In this instance, Kenney had good cause for complaint, as authors often have, yea, and managers too, when they are led into the payment of large sums in advance, upon expectations as unsubstantial as the visions conjured up by the magic wand of Prospero. Authors, actors, and managers, incessantly and alternately find fault with and condemn each other. The three estates contrive to produce discords, and live in a perpetual state of antagonism. This form of government is not peculiarly characteristic of the dramatic microcosm, but is equally typical of the larger world, of which the theatre presents a faithfully reflected miniature.
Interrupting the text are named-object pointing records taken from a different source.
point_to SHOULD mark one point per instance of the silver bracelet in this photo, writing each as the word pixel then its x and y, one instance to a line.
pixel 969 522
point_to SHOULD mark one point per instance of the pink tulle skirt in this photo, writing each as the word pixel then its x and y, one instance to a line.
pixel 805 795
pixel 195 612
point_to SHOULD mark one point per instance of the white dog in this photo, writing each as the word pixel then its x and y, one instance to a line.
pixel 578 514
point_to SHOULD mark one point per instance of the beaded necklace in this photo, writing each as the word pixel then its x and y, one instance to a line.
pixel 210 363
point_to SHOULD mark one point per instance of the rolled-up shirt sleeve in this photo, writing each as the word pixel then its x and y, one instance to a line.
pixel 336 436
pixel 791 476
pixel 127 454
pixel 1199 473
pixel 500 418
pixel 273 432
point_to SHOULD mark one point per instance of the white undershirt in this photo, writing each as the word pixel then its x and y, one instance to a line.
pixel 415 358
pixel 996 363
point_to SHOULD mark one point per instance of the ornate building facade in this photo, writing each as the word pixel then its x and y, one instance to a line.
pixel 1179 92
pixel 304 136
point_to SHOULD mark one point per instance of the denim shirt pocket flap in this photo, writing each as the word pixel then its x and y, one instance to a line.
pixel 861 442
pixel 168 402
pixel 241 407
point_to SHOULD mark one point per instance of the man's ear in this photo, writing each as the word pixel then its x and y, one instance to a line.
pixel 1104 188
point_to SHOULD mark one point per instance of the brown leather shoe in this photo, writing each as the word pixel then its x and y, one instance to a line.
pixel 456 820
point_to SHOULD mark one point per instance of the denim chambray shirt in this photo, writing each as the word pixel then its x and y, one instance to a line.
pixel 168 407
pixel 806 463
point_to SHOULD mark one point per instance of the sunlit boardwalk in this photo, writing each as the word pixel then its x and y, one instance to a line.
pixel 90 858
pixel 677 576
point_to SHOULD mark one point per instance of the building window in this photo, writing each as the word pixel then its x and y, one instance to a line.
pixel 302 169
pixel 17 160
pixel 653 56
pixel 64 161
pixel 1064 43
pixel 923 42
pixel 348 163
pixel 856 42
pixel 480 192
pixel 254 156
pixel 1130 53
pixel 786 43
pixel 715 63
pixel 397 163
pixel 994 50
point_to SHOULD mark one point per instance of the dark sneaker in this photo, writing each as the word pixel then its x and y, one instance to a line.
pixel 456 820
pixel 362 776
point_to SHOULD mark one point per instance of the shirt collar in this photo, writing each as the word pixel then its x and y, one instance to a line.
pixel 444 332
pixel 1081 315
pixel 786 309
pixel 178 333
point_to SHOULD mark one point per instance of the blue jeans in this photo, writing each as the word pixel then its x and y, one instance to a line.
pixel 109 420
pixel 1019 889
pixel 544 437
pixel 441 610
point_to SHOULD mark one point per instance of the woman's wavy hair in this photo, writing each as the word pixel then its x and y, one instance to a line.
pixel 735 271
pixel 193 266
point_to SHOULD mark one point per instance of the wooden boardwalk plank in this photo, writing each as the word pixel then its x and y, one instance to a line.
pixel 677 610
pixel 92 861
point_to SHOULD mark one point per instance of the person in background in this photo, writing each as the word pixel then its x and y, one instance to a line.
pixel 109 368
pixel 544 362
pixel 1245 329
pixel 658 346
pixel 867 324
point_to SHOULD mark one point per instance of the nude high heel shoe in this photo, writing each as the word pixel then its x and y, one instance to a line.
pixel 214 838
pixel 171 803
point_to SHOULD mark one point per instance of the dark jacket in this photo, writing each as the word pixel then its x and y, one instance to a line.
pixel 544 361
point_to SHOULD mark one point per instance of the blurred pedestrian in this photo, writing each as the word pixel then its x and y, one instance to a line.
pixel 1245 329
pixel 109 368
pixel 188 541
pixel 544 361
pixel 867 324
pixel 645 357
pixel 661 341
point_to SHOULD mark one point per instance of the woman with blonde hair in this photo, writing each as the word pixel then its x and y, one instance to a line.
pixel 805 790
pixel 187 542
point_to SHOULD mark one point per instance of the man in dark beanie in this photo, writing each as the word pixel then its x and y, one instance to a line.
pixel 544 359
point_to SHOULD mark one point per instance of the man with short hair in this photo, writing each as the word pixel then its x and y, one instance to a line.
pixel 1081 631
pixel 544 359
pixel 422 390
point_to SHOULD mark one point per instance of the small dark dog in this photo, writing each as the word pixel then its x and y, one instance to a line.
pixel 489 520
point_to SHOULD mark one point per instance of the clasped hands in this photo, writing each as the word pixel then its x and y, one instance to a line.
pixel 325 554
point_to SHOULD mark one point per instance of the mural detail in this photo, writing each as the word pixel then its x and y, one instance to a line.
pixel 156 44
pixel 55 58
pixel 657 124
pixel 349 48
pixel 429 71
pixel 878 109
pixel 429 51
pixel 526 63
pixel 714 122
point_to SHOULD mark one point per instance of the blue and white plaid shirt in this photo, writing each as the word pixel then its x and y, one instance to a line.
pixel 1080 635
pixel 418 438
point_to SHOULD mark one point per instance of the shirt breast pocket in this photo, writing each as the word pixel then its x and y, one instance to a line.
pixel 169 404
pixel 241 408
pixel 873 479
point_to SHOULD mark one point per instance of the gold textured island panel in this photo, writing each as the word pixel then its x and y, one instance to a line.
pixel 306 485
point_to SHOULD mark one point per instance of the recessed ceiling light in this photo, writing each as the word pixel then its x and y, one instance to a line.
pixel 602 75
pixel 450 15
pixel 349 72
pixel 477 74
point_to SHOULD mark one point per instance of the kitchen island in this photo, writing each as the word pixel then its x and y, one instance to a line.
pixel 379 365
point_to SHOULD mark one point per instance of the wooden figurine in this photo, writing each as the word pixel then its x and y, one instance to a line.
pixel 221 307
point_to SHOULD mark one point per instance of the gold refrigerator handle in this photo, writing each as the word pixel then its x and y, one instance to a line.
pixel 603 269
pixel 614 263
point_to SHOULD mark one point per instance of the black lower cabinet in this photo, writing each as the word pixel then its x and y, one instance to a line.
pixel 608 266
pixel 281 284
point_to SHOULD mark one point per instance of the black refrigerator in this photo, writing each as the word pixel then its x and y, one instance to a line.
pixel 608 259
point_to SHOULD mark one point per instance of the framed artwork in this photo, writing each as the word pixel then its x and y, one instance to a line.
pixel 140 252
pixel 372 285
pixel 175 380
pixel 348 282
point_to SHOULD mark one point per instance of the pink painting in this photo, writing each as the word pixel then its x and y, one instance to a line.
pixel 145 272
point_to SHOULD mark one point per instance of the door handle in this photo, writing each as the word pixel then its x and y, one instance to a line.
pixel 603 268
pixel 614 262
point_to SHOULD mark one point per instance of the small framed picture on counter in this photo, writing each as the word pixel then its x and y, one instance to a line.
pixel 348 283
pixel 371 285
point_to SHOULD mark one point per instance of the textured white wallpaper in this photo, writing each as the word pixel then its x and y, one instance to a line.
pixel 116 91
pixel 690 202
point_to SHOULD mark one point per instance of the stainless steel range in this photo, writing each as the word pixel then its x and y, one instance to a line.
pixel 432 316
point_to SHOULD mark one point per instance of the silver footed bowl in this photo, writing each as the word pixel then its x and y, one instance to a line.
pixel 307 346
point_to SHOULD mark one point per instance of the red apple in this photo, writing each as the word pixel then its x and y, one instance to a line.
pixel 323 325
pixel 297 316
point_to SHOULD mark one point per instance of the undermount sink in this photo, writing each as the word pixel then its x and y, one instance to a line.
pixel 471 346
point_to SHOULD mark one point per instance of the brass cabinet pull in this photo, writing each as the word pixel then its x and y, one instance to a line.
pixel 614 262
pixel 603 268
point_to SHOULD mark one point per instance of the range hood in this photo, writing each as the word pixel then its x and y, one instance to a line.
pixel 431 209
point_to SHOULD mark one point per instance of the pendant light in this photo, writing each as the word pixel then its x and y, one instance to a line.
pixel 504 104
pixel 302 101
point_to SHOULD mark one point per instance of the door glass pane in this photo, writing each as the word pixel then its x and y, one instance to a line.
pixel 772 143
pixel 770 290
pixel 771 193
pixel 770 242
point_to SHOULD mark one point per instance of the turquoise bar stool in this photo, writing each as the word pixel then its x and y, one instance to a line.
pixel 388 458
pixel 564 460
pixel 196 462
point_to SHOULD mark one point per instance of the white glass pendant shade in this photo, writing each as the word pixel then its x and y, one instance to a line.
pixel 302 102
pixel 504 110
During Madam Vestris's management of the Olympic, Kenney supplied her with three very lively, light pieces, Fighting by Proxy, Dancing for Life, and Not a Word. He also

assisted Bunn in A Good Looking Fellow, for Drury-lane, and wrote for the same theatre, The King's Seal, in conjunction with Mrs. Gore; and one of the many versions of Dominique the Possessed. A musical drama, called Hush! (a bad name, taken from a worse French one, Chut!) completely failed. Finding it so much inferior to what he expected, Kenney himself hissed loudly from the dress circle, where he had taken his post, and declared that he did not think he could have done anything so wretchedly bad. It is not often that an author is so disinterested.